Work in Progress
This page is where I bring together everything I offer in service of community. Among friends, I call what I do "social work." More formally, I describe myself as a practitioner or provider — language that can sound clinical, but which I learned early on as a way to stay grounded, to help without losing myself, and to remain emotionally and mentally intact.
If any part of what you read here resonates and calls to you — get in touch. We can work together to co-create something new. It will need a name, and that name will be yours to find.
Who I Am and What I Bring
Over the years I have trained in a wide range of disciplines: yoga and meditation instruction, tantric and orthodox massage, family constellation facilitation, somatic sex education, and tantric experience work. I have also learned a great deal from my own life — including years of creating adult content, which taught me more about myself than I ever expected. It forced me to examine the judgements I carry, the stories I tell myself, the lies I overlook, and the deeper questions: how much intimacy do I actually need, and when does that become unhealthy? Am I serving my clients' needs, or primarily my own? Am I charging fairly, or from a place of unmet need?
These are not comfortable questions, but they are the right ones.
On Change and Self-Acceptance
I have had to go through radical shifts to stop fighting my own nature — an ever-changing, restless personality that I used to struggle against. The creature I once called "I'm not in the mood" left a long time ago. I prefer to act rather than react. I am not infallible, and I genuinely welcome my mistakes — they have an honest place in my life. Some I'll resolve when I have the resources. Others may simply stay with me.
My sense of personal "container" and boundaries is something I audit constantly — shaped and reshaped by social norms, cultural noise, and the relentless pressure of social media. We have forgotten what we are. We are not simply a body with eyes and ears, storing stress and emotion like data on a hard drive. The body holds everything — and through somatic work, it will tell you exactly what it knows, if you learn to ask it in the right way.
The Language of the Body
Connecting with feelings and emotions can take years for some people. But the body has its own language, and once a person learns to listen to it, they discover an entirely new inner universe — multi-dimensional, rich, and already theirs. When someone genuinely understands their body, their needs, and their trauma — and learns to look at that trauma from a different angle — they often find they no longer need the same support they once depended on.
I am an overthinker myself. I am told regularly that life is simple, and that I complicate it. That may be true. But I am aware of it, and awareness is where everything begins. Making mistakes and learning from them is how I see the world more clearly — not a failure, but a process.
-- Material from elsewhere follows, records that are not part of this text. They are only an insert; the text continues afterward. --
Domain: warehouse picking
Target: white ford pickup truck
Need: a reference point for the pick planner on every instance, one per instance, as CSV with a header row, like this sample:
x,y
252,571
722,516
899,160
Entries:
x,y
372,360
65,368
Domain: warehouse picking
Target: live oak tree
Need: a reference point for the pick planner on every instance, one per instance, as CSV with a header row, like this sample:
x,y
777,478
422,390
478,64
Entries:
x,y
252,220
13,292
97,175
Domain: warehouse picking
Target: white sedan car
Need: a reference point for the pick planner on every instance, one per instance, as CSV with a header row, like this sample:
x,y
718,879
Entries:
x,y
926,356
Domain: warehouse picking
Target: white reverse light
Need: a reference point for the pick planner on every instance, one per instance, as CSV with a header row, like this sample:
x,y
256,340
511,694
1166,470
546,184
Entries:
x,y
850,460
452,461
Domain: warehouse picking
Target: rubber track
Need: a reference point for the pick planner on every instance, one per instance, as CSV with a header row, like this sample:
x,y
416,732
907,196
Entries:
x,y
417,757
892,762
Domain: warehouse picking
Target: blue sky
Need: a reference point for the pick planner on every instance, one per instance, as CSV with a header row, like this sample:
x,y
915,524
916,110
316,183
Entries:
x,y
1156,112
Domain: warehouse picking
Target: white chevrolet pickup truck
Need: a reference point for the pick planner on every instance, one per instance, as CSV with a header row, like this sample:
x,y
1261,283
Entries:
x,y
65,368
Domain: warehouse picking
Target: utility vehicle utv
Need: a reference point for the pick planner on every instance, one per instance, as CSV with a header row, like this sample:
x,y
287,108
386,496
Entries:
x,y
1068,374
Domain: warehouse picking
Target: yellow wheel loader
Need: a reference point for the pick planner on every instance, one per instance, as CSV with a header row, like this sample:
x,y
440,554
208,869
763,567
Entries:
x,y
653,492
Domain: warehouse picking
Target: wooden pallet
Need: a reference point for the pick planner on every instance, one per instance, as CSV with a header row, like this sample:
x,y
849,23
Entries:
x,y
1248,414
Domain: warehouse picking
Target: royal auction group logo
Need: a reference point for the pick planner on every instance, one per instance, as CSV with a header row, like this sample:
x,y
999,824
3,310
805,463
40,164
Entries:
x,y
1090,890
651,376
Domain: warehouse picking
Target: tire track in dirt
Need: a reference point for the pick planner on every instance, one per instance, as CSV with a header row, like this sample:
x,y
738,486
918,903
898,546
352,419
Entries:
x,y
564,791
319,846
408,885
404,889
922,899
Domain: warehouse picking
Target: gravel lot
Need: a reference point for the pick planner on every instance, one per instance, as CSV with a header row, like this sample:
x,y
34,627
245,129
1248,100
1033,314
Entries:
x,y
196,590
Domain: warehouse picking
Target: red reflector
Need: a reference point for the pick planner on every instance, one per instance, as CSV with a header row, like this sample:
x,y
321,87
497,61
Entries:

Chemsex: What It Is and Why It Hooks Gay Men
Chemsex — sex under the influence of specific substances such as mephedrone, GHB/GBL, and crystal meth — has fundamentally changed the landscape of gay sex and club culture. As a gay man, I have watched this shift happen up close.
The reasons gay men become drawn in are rarely simple. At the surface, chemsex removes inhibition, amplifies sensation, and dissolves the shame and performance anxiety that many gay men carry — often from years of internalised homophobia, rejection, or trauma. For someone who has never felt fully free in their body or sexuality, the first experience can feel like a revelation.
But underneath that are deeper hooks: loneliness, disconnection, a hunger for intimacy that sober life hasn't provided. Substances create a sense of profound closeness and acceptance — and in a community where emotional vulnerability between men is still rarely modelled, that feeling becomes powerfully addictive. Sessions can last days. Boundaries dissolve. The comedown strips away everything the high provided, leaving shame, anxiety, and craving in its place.
The cycle is self-reinforcing. Sober sex begins to feel impossible. Connection outside of that context starts to feel out of reach. And the community spaces that once offered alternatives — sober dance nights, social gatherings, embodied workshops — have largely disappeared or become hard to find.
I miss the Friday evenings when people would come together to dance freely, without substances, and simply celebrate being alive in a body. That possibility still exists, but it requires intention to seek it out.
On ED, Pleasure, and Expanding What Sex Can Be
A man experiencing erectile dysfunction can discover a vast landscape of physical pleasure once he sets aside the limiting belief that sex requires performance. Staying curious, introducing change, and taking responsibility for your own wellbeing opens a third dimension of erotic expression. There are as many ways to find satisfaction as there are people — with or without ED, the invitation is the same: find your way, with honest support around you.
Books alone rarely change lives. Regular, small steps with a practitioner who can meet you where you are — that moves things.
Closing
Some people have only seen the side of me I showed on adult content platforms. But the real, vulnerable version was always there too — not waiting for the right moment to appear, but present throughout the whole process.
The moment I accepted myself as a sexual being — and understood that sex is a tool for connection on many levels, that genitals are just one of many entry points, and that a sexual encounter is a canvas for feelings, emotions and catharsis — something shifted permanently. Feelings could move. Needs could be heard. Magic became possible.
If traditional approaches haven't worked for you, look for alternatives. Keep your eyes open, stay close to your own soul, and trust the "strong yes" your body already knows.